TODO: Implement a full set of kernels for x86

Platforms: x86, different variants: 32/64bit, SSE*/AVX* etc.

Coding time: XL
Experimentation time: XL
Skill required: XL

Prerequisite reading:
  doc/kernels.txt

Model to follow/adapt:
  internal/kernel_neon.h

We need a full set of kernels for x86 architectures.
By "a full set" we mean: covering all the variants of x86 instruction sets,
and covering our different cases, by decreasing order of importance:
 1. GEMM, BitDepthSetting::L8R8
 2. GEMM, BitDepthSetting::L7R5
 3. GEMV, BitDepthSetting::L8R8 (that one may be deprecated when we eventually
    implement GEMV more efficiently as a fully specialized operation)

This generally has to be done separately for 32bit vs 64bit because an
efficient GEMM kernel generally needs to use all the register space that it
can get, and:
 - That register space is generally different on 32bit vs 64bit;
 - C++ compilers have a hard time doing good register allocation for
   intrinsics-using code that's very tight on vector registers, so in
   practice we generally prefer to implement kernels in (inline) assembly.
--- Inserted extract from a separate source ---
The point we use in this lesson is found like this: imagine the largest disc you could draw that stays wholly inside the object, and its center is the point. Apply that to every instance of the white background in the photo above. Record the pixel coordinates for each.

At the moment we have a couple of kernels targeting SSE4 for the
(GEMM, BitDepthSetting::L8R8) case, contributed by Intel.
We need to cover the other x86 instruction set variants and to cover the
other cases, at least the L7R5 case.

Labelling this TODO item as XL because unless
one knows the CPU inside out (only CPU vendors do), it generally takes a lot
of trial-and-error to arrive to an optimally performing solution, and in any
case, given the number of x86 different instruction set flavors, the end
result will be a large body of assembly code.